ALEC turns 40 and continues to subvert the legal system
The American Legislative Exchange Council (ALEC) is the best known of several highly ideological bill mills that are designated as charities for tax purposes despite being dominated by some of the wealthiest corporations in the world. ALEC recently celebrated its 40th anniversary in its birthplace: Chicago. Although largely ignored by the commercial media, significant protests continued throughout ALEC’s conference to draw attention to the impact of ALEC on workplace fairness, civil rights, consumer protection, and environmental safety, among other matters.
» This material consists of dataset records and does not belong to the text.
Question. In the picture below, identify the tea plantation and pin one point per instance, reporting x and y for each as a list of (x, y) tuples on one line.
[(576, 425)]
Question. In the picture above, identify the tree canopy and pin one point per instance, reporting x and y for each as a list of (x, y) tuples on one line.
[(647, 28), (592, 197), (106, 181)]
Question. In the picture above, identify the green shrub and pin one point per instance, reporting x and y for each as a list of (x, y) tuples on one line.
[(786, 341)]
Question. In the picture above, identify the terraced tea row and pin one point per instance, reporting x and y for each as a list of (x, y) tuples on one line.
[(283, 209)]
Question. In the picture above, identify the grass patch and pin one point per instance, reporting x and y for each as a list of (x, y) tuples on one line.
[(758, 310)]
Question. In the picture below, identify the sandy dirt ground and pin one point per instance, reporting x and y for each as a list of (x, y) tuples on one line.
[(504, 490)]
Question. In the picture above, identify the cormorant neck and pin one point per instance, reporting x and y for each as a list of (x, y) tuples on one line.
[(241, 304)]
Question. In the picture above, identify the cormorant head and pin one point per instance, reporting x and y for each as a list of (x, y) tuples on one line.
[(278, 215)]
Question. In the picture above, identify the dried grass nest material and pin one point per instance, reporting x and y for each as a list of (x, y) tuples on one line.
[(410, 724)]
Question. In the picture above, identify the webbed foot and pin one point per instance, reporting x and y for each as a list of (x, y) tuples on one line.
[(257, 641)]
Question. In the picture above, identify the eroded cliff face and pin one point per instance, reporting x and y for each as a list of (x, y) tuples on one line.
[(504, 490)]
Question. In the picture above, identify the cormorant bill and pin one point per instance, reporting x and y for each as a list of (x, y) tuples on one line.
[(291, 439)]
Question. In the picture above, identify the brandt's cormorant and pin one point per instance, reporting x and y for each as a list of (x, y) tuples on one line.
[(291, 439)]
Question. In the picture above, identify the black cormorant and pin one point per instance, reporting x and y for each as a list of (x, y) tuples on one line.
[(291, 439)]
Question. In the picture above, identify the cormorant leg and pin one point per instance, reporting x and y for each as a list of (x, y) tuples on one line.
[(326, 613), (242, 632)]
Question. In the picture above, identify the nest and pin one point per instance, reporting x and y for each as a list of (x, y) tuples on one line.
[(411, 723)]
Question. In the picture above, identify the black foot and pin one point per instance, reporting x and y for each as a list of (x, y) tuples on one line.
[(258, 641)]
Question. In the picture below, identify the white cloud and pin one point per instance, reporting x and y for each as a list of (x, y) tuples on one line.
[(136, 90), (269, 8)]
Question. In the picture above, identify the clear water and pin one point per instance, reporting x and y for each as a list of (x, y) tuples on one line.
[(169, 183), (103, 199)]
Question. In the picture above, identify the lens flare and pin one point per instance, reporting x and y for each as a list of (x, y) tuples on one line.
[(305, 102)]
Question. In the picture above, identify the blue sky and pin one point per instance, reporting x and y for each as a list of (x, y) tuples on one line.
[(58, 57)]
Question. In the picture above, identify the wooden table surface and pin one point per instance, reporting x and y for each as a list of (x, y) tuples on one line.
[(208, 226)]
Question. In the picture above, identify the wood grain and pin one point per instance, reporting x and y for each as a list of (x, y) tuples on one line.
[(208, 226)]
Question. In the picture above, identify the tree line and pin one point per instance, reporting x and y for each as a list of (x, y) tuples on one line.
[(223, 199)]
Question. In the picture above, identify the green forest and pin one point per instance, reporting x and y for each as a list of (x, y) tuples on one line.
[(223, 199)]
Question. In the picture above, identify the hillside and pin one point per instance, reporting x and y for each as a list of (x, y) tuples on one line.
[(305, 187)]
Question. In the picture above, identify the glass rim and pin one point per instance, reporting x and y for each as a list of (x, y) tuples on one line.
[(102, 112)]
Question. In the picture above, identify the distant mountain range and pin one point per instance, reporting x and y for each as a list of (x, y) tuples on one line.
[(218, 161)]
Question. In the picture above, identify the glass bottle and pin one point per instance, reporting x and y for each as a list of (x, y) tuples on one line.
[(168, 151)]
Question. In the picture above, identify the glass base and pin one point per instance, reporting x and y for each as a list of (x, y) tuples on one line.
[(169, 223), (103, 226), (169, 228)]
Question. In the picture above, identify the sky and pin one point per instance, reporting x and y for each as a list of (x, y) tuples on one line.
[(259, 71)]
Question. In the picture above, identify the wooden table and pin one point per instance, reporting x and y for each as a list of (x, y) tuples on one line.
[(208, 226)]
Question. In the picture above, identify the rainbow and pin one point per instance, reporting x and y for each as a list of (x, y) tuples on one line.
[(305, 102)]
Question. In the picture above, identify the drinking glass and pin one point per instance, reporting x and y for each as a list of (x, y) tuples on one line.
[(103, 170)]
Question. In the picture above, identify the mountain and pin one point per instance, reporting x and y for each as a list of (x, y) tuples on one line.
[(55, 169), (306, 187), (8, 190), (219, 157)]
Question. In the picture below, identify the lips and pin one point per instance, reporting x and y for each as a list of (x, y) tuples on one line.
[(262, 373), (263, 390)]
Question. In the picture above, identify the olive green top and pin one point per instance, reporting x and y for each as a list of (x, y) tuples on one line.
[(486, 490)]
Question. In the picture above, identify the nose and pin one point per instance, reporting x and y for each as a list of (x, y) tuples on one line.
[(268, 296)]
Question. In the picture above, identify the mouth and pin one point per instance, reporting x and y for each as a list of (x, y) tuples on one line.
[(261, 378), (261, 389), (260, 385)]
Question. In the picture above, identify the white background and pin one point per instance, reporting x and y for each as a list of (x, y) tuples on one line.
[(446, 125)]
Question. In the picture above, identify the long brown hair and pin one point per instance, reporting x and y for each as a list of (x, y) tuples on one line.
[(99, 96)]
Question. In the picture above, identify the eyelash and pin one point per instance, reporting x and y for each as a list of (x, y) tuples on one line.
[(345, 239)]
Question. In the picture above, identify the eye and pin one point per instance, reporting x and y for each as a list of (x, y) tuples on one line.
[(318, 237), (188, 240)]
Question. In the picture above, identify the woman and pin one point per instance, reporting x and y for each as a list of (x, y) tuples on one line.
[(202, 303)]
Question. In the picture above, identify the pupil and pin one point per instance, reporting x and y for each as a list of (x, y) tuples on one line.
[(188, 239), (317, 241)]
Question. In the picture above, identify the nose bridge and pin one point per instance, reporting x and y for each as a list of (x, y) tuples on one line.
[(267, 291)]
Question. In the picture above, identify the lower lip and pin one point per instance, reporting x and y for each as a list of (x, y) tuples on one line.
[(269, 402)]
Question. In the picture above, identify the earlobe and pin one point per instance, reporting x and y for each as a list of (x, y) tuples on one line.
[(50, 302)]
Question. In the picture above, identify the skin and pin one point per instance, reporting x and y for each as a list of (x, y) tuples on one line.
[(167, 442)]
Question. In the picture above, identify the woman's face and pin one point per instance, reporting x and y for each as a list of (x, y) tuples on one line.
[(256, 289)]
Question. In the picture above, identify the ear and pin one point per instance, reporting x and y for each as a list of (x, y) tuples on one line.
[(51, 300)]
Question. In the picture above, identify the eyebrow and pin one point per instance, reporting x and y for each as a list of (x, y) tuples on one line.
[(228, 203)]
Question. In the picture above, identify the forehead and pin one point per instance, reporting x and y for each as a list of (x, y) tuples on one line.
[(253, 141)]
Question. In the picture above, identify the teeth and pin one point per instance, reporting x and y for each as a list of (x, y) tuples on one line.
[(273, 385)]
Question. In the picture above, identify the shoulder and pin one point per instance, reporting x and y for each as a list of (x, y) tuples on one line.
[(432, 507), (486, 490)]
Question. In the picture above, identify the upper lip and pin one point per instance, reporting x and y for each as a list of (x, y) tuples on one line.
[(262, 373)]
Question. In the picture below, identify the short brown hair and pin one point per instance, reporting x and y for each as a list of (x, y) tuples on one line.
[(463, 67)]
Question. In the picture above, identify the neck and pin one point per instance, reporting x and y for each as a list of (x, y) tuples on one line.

The main reason for the opposition to ALEC and similar “charities,” such as the Council of State Governments, is the role they apparently play in shaping the law that governs economic, social, and political life generally. In particular, ALEC and similar “charities” hold private meetings at luxury resorts for corporate agents and allied State legislators to draft pro-corporate “model” legislation that those State legislators then seek to pass in their respective States. Given this tactic, it should not be surprising that virtually identical legislation has been proposed and then enacted in States across the nation.
It is difficult to understand how such copy-cat laws drafted behind closed doors by corporate interests somehow represent the public interest in a given State where the legislation is ultimately imposed. Indeed, ALEC and allied organizations are evidently seeking to enact laws, State by State, that essentially undermine public safety, employment opportunity, and even democracy itself.